As for us oldies? How about some innovations that allow us to hotkey our favourite functions so we can customize our working spaces as we see fit? Now that would be a change I’d welcome.

cheers

Meeks

How to find the search function in WordPress [July 2014 version]

1. Click ‘My Sites‘ at the top left of your screen :

wordpress interface new 2

You should now see this :

wordpress interface new 3

2. Click ‘Dashboard’ as shown above.

You should now be looking at the slightly revamped Dashboard screen. This was the heart of WordPress when I began blogging almost 3 years ago.

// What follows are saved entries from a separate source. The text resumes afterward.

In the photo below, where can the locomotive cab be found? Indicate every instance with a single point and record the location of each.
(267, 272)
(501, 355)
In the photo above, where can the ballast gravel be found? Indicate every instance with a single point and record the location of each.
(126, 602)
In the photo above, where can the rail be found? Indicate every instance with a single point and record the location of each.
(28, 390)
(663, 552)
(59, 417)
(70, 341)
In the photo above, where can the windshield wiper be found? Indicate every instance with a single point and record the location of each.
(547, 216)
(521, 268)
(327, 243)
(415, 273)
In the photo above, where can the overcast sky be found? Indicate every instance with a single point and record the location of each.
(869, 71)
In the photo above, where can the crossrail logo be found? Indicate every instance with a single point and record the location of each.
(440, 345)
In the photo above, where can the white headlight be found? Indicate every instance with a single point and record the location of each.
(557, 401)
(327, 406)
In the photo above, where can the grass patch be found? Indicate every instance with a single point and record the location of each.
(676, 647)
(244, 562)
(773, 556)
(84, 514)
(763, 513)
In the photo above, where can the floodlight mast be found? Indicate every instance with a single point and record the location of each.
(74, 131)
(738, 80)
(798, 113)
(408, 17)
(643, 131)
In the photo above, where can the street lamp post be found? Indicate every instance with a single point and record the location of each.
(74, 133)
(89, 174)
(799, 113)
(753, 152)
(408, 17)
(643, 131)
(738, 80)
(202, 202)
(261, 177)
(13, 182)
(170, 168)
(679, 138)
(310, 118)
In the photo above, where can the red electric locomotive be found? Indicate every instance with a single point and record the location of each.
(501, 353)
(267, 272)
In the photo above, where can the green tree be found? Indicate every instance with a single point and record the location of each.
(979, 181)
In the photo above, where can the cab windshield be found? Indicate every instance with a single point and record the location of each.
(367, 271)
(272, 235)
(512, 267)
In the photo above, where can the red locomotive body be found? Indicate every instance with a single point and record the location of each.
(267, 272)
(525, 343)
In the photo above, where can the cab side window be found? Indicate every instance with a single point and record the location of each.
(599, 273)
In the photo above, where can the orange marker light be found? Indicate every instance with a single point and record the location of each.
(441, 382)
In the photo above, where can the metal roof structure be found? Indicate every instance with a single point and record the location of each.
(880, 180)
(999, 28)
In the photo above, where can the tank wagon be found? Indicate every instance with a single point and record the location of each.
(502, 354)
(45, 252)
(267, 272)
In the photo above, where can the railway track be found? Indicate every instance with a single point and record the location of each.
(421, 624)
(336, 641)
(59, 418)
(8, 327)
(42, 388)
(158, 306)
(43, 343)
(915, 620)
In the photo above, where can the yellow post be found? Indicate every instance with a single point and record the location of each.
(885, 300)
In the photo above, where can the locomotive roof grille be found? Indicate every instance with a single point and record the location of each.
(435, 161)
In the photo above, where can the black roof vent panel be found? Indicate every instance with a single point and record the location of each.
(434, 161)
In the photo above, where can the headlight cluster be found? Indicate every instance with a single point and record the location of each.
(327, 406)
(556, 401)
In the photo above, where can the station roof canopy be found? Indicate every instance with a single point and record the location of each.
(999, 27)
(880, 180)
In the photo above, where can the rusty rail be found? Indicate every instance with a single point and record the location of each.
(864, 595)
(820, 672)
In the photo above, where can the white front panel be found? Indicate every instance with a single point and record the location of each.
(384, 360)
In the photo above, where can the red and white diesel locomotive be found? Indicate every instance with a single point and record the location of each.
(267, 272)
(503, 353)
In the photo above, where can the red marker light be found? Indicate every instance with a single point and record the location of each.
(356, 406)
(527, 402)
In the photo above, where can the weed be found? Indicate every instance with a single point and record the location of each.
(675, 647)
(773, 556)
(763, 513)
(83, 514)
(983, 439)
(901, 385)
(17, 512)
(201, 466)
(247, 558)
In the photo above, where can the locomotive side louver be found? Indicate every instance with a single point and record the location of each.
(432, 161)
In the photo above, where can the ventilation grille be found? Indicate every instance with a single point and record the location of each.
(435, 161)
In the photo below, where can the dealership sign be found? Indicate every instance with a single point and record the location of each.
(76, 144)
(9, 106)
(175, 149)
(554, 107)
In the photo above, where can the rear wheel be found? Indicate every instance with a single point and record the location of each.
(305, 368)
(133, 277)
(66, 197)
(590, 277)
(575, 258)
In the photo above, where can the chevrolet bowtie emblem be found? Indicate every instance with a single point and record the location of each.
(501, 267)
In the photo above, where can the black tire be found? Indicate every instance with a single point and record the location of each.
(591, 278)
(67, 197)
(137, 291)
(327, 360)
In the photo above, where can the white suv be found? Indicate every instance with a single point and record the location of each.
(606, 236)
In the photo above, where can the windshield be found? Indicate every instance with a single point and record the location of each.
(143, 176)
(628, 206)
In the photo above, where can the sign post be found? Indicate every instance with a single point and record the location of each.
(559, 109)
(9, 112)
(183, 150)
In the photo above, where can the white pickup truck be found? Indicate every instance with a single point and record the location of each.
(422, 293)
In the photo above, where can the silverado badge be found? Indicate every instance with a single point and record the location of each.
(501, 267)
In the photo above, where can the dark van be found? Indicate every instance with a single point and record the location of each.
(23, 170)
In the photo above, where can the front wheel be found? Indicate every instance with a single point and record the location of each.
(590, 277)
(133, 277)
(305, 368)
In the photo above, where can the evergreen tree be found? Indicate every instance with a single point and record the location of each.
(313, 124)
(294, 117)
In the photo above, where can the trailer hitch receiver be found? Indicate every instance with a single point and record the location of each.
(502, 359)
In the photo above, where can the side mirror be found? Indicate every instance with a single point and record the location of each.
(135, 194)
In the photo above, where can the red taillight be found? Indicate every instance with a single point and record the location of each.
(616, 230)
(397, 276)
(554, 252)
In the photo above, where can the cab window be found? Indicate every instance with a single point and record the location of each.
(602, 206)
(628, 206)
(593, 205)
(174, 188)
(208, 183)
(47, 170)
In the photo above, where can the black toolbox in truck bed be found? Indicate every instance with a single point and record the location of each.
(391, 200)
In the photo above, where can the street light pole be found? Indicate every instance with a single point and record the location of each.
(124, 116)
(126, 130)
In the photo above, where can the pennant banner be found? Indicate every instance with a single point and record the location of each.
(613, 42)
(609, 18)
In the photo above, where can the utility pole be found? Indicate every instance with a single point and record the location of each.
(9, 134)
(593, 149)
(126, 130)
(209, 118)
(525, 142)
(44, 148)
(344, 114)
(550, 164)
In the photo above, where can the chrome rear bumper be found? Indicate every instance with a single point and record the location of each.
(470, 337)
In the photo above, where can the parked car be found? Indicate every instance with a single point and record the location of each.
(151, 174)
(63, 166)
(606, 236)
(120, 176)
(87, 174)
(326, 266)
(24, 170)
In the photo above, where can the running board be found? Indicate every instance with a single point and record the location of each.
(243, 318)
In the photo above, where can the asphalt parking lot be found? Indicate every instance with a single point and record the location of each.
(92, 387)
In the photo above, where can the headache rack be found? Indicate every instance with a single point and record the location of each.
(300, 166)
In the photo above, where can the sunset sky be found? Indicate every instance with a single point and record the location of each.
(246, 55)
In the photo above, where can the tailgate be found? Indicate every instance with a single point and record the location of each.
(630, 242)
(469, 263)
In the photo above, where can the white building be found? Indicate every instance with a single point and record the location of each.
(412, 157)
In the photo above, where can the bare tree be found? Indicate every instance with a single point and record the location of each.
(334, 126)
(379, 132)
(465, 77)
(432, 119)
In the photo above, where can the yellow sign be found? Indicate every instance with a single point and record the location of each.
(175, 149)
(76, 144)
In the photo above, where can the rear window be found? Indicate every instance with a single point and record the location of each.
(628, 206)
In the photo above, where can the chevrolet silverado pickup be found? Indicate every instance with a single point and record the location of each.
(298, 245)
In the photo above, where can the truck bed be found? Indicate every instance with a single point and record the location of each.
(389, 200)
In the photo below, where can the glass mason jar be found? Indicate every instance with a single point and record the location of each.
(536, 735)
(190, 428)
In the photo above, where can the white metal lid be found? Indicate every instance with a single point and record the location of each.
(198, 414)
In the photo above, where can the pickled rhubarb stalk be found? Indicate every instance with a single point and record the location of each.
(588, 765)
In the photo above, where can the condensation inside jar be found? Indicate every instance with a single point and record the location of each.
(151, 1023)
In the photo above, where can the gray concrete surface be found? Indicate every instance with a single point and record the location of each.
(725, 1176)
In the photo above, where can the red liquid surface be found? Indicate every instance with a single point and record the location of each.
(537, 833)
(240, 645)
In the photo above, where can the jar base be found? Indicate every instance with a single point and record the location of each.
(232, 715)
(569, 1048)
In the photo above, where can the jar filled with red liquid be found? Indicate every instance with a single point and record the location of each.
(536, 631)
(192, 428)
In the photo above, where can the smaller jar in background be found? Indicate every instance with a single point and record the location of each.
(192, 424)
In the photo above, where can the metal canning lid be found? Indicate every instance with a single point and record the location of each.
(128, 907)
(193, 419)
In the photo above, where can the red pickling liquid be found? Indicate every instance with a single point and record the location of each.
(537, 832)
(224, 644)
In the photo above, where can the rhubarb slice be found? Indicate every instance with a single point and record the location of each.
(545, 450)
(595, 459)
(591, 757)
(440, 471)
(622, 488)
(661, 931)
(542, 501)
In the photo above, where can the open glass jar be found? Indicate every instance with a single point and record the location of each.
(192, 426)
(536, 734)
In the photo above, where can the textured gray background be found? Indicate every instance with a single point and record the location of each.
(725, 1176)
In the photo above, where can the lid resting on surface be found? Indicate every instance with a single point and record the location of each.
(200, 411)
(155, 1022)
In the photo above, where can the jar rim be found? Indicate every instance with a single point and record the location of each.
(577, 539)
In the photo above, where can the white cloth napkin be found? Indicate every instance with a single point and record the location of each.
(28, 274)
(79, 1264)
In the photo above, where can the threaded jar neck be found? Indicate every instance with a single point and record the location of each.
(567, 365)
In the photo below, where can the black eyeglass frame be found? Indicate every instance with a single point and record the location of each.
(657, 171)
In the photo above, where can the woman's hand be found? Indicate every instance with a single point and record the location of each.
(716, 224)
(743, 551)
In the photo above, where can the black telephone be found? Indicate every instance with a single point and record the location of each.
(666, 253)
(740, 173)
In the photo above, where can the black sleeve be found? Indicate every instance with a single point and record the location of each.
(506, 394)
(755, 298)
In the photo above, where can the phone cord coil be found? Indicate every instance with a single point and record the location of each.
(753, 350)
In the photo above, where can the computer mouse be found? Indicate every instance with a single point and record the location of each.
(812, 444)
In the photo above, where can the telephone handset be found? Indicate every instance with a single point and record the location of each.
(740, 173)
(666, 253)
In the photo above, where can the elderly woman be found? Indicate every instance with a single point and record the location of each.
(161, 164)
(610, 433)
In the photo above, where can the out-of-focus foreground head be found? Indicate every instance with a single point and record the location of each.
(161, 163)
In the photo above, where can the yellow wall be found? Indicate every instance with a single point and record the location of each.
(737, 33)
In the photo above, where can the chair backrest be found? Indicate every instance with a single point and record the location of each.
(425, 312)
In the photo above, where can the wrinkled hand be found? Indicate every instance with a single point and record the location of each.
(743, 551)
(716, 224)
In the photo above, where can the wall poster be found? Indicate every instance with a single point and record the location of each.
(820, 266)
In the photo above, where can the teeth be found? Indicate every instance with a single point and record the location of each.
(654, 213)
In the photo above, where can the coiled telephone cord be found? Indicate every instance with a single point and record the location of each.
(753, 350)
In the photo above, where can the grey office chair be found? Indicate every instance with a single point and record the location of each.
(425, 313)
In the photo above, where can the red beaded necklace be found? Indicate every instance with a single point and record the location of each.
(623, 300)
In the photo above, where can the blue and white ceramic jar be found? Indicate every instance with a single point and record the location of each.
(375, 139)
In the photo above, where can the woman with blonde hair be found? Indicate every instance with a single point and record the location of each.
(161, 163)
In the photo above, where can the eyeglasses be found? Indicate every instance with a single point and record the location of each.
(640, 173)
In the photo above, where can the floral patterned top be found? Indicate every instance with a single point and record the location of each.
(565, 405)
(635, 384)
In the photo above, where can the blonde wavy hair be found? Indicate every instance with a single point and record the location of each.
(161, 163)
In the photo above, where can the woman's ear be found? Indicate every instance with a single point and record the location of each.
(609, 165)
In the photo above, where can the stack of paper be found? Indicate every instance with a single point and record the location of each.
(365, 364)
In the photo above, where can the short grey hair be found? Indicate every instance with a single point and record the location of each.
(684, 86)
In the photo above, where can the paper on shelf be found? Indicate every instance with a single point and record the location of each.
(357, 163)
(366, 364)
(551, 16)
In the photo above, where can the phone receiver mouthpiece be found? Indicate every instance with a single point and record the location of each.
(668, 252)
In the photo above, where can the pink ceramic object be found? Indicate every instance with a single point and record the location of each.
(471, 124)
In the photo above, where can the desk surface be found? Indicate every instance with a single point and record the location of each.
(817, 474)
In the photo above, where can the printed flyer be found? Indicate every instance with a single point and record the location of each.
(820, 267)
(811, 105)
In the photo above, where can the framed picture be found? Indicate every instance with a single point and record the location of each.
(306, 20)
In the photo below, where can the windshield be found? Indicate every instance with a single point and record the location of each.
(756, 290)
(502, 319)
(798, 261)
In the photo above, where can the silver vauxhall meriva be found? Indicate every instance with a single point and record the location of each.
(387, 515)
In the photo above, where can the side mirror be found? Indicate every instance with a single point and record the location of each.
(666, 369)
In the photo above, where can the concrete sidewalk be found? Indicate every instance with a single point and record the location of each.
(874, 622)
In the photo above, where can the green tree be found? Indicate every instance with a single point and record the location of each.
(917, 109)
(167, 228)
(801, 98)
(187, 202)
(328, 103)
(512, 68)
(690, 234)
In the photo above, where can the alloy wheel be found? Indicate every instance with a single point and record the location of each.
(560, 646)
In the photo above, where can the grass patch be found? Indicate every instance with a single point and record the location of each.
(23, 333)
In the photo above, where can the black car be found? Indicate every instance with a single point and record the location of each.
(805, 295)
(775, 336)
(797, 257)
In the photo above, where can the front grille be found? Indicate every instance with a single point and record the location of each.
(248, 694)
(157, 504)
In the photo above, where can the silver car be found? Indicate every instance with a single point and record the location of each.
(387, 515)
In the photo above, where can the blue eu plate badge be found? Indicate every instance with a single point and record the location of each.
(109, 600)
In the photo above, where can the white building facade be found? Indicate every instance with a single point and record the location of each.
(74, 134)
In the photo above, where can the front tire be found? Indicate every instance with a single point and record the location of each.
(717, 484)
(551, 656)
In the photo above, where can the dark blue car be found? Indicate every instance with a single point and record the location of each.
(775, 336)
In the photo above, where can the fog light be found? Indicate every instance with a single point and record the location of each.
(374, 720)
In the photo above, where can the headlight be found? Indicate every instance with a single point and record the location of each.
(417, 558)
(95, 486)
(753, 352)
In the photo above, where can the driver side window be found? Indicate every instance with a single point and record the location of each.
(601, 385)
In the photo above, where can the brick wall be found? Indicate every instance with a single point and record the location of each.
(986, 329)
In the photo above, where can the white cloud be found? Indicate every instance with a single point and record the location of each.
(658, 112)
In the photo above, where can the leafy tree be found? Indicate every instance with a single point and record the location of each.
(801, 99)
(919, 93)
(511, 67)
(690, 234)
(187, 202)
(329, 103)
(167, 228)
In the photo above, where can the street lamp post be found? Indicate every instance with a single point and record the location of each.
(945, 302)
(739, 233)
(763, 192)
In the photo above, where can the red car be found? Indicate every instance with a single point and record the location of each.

wordpress interface dashboard 13. Click on Posts in the black, navigation panel to the left of the screen :

4. Now click on All Posts as shown below :

wordpress interface dashboard 2

You should now be looking at a table listing every single post you have ever written.

5. Click in the Search Box [at the top right of the list as shown] and type in a keyword. Then click the ‘Search Posts’ button next to it.

wordpress interface search 1

 

In the example shown above, I typed ‘Nanowrimo’ into the search box and was presented with every single post I had ever written that contained the word nanowrimo in it. This cut my ‘check it and see’ search area down to just a handful of posts.

Once you have found the post you are looking for, you can click on the ‘Edit’ option to open it up. Clicking on ‘Edit’ allows you to..tah dah…edit, but it also allows you to get a ‘Shortlink” for the post. Shortlinks are invaluable when you want to link to an old post from within a new post. Or link to any post from within a Tweet, etc.